To the Editor,

In a recent review of Canada’s first cases of organ donation following medical assistance in dying (MAID), we noted that there was no mention of patients receiving potassium chloride.1

The usual MAID medication regimens in Canada include benzodiazepine, propofol, and a neuromuscular blocker. Some MAID providers add lidocaine to the mix, while some include bupivacaine. At London Health Sciences Center, our MAID program and its small number of providers have completed over 300 MAID cases. The MAID provider group is confident about the comfort provided to dying patients (and their families) by the above combination(s) of medications. It was only during a few index cases where MAID was followed by organ retrieval for transplantation (and where an arterial catheter had been placed) that it was recognized that it was taking a long time (10–20 min) for complete circulatory arrest to occur in some patients. In a regular MAID case, this is not a concern—i.e., the patient dies with comfort and dignity, and is apneic and pulseless within a few minutes of the MAID medication administration.
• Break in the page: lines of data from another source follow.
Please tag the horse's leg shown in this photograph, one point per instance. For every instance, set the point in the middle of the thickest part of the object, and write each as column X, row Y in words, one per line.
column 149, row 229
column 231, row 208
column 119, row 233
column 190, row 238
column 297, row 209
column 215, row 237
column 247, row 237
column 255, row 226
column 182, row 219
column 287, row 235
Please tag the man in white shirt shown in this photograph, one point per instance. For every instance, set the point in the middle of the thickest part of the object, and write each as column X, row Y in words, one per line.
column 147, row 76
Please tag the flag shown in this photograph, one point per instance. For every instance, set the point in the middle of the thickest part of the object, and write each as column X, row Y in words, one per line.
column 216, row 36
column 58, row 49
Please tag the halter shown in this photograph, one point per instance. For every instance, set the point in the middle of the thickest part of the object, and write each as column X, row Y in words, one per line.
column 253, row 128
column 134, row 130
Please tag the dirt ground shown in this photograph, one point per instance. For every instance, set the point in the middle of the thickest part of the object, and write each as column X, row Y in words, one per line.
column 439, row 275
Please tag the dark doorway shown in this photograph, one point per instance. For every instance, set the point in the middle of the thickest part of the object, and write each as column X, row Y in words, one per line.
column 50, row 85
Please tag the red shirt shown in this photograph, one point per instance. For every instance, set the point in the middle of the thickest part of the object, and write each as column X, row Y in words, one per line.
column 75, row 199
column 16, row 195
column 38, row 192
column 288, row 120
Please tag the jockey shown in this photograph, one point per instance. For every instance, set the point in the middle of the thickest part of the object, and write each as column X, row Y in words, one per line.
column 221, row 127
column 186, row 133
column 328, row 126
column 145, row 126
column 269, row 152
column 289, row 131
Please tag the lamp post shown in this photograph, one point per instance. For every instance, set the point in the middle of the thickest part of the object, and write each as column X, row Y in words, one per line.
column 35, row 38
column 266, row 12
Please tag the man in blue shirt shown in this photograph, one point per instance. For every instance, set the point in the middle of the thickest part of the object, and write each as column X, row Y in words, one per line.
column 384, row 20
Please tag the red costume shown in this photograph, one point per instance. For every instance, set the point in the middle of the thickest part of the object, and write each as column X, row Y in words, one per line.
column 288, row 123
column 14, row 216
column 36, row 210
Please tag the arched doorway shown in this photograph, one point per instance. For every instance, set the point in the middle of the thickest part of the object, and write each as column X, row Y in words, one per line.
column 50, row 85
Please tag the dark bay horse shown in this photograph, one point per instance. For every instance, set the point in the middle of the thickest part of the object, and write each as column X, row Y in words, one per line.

Nevertheless, organ donation following MAID is different.2 When organ procurement follows MAID, the prolonged time to complete circulatory arrest can cause excessively long warm ischemic time to the transplantable organs, and thus can be potentially harmful to the recipient—clearly contrary to the wishes of the donor.

Our hospital MAID committee reviewed this concern and agreed to a protocol change that allowed the use of potassium chloride (after adequate anesthesia) for all MAID organ donation cases.

Several months after this change, a 46-yr-old female operating room nurse with advanced amyotrophic lateral sclerosis requested organ donation following MAID. During a MAID assessment, the idea of potassium chloride administration was presented to her, with the goal of reducing warm ischemic time. She was completely supportive, and she and her husband provided written consent for her case to be published.

The patient was given that same anesthetic drug regimen described above, followed by 200 mEq of intravenous potassium chloride. Her arterial catheter showed an apulsatile blood pressure near 0 within 60–90 sec. The five-minute hands-off period was observed followed by successful organ retrieval.

We believe that potassium chloride is a useful adjunct to the usual MAID medication protocol of anxiolytics, intravenous anesthetics, and muscle relaxants. The MAID organ donor’s goal is to undergo a comfortable death that also allows organs to be donated in the best condition possible. Potassium chloride facilitates this. We have received criticism for including this medication which draws parallels to its use in some jurisdictions during involuntary euthanasia of convicted felons. This is an emotional argument that is without medical or ethical merit. A second criticism is that potassium may cause pain from cardiac ischemia. The administration of potassium by experienced personnel after very high doses of anesthetic and anxiolytic agents mitigates this risk.

When initially considering its use, we were uncertain about what dose of potassium to use. One of our MAID providers used 80 mEq in a case and the cardiac monitor showed a brief run of asystole followed by the spontaneous resumption of normal sinus rhythm. As a result, we now use 200 mEq as our standard. As Canada and other countries consider heart retrieval after circulatory death determination,3,4,5 and potentially after MAID, the effect of potassium chloride administration on a transplanted heart will need to be addressed.

In patients wishing to donate organs after MAID, we recommend that potassium chloride be administered in a high dose after anxiolysis and deep anesthesia have been assured.